The court applied the substantial evidence standard, which requires more than a scintilla of evidence but less than a preponderance. Under applicable regulations, treating physicians' opinions generally warrant controlling weight unless there are 'good reasons' to the contrary. The court found the ALJ provided such reasons. The ALJ recognized O'Hare's severe impairments but noted the record showed her symptoms improved and were controlled with medication for much of the relevant period. Specifically, the ALJ cited Dr. Houry's note stating O'Hare was doing 'great' on her treatment, Dr. Solomon's November 2015 note describing symptoms as 'dramatically improved,' and Dr. Hashefi's notes indicating medication alleviated joint pain. Regarding the critical issue of leg elevation, the ALJ rejected O'Hare's reliance on a single April 2016 statement by Dr. Solomon. The ALJ contrasted this with Dr. Solomon's November 2015 treatment notes, which reported only headaches and insomnia as persisting symptoms and stated O'Hare was 'doing very well' from a cardiac point of view. The court held that the ALJ did not unlawfully require objective evidence to contradict subjective complaints but properly weighed the totality of the record, including qualifying statements from the same physicians.
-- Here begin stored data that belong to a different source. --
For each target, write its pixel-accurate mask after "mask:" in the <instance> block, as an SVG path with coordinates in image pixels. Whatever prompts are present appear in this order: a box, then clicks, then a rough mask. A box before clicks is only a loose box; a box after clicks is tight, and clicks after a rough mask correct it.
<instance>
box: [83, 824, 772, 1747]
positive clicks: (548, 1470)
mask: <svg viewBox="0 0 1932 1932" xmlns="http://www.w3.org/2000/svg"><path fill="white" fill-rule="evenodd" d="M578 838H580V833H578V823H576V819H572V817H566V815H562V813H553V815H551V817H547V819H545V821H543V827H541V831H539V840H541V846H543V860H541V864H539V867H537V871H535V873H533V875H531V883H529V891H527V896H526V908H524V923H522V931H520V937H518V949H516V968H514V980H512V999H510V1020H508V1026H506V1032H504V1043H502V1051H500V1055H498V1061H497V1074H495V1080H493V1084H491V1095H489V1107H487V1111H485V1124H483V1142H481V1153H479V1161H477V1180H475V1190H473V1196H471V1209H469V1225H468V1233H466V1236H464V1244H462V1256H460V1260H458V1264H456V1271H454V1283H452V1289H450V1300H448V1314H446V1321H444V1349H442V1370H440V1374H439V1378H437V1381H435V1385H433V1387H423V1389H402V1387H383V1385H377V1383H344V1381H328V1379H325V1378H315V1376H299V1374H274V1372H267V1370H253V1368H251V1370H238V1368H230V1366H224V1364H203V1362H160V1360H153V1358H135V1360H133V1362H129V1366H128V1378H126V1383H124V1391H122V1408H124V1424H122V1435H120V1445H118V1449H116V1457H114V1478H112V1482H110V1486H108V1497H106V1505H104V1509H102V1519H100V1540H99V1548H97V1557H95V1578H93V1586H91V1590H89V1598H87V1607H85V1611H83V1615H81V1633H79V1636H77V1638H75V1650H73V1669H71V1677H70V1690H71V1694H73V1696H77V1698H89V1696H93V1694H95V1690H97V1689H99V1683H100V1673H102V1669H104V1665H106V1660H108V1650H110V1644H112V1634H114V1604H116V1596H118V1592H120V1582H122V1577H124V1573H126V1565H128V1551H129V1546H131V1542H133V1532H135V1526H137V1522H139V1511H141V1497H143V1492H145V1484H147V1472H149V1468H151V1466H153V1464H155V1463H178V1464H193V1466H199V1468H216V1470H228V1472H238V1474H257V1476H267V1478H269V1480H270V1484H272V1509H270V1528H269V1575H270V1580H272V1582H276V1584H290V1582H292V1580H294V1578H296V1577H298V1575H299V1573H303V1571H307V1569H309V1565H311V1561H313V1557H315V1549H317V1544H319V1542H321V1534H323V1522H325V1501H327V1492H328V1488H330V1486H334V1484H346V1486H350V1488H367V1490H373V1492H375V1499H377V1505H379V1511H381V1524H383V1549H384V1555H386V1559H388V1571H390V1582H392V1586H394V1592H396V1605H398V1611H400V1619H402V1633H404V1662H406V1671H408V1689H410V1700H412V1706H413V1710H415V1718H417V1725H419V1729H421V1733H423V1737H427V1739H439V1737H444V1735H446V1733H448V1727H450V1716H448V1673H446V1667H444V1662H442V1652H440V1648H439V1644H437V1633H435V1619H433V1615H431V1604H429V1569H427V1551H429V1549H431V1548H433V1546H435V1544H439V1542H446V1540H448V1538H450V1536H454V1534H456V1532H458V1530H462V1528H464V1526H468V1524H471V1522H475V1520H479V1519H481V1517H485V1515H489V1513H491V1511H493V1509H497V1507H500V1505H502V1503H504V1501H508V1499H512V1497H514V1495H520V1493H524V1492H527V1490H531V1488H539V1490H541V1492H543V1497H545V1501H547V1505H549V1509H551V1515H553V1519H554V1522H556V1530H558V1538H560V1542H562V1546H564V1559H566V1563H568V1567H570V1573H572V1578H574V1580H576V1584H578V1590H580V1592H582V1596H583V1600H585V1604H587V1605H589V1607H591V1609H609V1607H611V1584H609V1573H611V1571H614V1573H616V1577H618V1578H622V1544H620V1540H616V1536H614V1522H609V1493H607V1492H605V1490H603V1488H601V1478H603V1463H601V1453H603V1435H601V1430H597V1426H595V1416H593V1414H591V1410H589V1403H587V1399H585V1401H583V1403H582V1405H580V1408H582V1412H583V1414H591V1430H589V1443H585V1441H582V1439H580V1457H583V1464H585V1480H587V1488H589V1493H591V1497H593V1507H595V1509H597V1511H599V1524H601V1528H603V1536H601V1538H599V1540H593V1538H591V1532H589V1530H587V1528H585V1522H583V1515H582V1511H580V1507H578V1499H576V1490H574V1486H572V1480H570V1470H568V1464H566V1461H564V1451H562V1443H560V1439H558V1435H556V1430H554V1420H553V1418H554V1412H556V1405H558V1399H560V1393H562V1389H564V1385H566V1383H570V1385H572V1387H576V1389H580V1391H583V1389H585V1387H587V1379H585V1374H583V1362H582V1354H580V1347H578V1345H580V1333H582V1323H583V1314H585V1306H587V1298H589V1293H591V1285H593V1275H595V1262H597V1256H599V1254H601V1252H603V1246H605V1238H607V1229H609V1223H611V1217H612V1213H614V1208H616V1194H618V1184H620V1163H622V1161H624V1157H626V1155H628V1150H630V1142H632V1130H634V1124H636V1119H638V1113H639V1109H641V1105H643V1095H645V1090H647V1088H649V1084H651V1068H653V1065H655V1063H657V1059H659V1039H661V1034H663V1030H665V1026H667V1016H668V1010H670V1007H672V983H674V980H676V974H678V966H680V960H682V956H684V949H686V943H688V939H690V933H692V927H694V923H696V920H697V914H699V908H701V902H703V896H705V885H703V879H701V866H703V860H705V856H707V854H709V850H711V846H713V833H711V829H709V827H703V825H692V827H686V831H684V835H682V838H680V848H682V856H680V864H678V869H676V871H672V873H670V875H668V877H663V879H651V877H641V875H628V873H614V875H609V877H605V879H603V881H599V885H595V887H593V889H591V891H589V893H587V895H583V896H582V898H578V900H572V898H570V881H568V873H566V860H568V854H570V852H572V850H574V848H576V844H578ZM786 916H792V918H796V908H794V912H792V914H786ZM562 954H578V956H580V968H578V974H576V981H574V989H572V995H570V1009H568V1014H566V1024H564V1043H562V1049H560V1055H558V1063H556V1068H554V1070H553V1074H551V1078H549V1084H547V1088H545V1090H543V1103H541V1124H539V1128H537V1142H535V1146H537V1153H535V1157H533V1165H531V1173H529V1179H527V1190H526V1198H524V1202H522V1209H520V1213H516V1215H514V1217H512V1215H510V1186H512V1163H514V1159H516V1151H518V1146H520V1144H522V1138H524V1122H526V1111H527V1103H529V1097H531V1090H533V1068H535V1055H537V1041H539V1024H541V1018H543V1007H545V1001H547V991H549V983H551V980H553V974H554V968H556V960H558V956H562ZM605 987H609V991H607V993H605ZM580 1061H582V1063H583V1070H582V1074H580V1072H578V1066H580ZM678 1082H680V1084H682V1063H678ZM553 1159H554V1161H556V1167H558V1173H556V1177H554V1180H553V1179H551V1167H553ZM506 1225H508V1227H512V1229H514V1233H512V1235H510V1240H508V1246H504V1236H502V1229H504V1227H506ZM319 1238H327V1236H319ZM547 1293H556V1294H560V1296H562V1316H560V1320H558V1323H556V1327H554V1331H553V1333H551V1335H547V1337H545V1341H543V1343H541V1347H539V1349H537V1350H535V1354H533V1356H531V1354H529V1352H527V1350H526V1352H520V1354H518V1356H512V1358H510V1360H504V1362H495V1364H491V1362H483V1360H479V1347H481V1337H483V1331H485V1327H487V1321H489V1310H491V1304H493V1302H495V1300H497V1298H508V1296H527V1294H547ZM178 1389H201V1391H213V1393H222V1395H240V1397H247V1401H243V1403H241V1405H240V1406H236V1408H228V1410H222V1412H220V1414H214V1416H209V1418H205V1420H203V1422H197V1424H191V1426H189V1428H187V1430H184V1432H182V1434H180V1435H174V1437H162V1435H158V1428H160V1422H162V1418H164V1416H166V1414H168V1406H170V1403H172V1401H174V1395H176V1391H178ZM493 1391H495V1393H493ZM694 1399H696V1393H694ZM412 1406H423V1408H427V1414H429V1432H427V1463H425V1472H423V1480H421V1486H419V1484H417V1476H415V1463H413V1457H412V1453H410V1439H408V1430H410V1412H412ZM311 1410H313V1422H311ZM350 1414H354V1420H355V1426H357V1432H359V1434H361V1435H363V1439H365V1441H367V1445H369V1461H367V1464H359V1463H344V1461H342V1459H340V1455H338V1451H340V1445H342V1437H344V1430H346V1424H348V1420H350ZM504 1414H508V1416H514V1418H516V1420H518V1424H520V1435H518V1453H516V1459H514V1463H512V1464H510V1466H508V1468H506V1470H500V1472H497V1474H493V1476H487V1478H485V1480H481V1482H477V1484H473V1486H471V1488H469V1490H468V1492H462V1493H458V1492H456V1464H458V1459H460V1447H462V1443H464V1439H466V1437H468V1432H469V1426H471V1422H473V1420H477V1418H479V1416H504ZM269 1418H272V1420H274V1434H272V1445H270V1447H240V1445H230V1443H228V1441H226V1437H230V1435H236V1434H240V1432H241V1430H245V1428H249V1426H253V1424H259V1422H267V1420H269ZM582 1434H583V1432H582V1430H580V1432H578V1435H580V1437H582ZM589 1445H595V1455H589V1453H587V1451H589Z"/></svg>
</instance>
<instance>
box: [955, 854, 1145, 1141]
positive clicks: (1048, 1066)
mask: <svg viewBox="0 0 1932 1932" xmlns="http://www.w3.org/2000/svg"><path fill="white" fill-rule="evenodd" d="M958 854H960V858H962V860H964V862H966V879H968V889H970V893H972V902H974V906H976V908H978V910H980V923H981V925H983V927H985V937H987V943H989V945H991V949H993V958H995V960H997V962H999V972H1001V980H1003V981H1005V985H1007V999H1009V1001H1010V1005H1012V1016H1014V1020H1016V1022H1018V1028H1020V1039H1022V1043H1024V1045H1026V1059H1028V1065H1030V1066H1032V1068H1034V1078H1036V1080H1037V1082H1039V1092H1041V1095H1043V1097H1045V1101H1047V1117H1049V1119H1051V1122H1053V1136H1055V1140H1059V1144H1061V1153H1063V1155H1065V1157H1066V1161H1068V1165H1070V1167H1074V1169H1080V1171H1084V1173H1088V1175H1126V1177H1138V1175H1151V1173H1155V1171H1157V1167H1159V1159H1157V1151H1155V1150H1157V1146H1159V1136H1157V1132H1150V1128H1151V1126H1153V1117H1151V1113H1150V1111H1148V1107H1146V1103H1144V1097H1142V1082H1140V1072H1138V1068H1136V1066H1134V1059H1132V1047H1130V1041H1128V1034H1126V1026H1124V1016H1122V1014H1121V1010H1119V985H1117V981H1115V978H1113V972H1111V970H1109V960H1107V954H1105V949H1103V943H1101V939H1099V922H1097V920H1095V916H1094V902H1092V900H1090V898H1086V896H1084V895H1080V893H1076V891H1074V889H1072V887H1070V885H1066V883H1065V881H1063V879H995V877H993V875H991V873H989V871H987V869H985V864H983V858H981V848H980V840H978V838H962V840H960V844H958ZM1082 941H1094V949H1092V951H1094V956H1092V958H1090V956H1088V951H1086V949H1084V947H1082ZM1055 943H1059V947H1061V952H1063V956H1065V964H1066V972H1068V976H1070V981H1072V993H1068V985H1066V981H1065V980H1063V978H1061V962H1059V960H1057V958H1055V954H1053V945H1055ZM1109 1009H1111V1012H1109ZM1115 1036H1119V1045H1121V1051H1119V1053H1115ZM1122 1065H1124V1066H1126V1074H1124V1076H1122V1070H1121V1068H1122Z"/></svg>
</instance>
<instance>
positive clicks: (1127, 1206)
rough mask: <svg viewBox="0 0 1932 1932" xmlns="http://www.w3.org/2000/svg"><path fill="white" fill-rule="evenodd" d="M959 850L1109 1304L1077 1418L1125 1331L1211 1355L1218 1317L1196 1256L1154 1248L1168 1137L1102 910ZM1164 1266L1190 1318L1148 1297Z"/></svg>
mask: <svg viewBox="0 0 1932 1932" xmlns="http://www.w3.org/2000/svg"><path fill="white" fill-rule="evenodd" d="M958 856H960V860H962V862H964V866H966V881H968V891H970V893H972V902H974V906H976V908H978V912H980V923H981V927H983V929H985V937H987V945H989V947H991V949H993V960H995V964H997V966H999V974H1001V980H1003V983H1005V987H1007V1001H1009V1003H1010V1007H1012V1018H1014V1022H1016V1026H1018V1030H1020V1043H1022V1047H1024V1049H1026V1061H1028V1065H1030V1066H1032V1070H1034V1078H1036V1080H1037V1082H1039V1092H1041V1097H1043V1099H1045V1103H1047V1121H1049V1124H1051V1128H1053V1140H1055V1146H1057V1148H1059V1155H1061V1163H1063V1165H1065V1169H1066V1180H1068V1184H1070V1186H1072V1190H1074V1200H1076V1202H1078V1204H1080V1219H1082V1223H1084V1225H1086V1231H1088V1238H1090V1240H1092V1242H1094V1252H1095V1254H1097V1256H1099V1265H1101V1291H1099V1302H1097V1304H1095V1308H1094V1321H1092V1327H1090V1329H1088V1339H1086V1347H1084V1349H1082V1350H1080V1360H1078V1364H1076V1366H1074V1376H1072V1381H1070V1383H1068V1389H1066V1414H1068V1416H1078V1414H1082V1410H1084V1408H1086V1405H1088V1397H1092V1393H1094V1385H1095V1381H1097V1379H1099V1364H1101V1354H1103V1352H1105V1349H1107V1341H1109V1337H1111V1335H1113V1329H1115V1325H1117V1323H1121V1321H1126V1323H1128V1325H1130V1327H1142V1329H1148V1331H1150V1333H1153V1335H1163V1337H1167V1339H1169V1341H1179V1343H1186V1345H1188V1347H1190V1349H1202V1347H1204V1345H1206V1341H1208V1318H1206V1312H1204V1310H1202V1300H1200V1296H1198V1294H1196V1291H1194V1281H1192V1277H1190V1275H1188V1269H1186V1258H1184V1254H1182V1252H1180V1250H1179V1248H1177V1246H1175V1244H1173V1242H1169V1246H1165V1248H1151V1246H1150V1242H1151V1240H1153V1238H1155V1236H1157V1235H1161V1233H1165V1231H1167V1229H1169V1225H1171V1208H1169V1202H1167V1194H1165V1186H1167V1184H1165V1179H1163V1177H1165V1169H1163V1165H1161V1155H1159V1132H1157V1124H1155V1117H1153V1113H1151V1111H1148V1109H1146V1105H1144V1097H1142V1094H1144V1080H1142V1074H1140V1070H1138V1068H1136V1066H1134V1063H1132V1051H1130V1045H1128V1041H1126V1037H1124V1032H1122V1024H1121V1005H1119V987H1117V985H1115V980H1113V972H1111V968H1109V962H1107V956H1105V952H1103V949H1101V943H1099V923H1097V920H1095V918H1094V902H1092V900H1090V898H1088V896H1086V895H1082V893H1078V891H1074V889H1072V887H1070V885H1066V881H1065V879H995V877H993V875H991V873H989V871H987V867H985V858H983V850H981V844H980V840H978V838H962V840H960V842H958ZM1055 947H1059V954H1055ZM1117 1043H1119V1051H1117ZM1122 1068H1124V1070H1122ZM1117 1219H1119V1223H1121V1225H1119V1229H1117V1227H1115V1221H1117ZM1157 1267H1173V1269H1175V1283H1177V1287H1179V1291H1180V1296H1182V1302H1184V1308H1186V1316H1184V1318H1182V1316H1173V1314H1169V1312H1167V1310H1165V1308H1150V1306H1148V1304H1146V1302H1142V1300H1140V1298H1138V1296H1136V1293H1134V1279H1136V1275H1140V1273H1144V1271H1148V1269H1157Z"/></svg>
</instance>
The Commissioner's final decision denying benefits remains in effect. The ruling reinforces that ALJs may assign less weight to treating physicians' opinions when the record reflects documented symptom improvement or medication control, even if the physician's opinion is uncontradicted. It clarifies that ALJs are permitted to weigh countervailing statements from treating physicians against a claimant's subjective complaints without violating Social Security Ruling 16-3p. The case is remanded to the district court's judgment, and the mandate is withheld for seven days pending any petition for rehearing.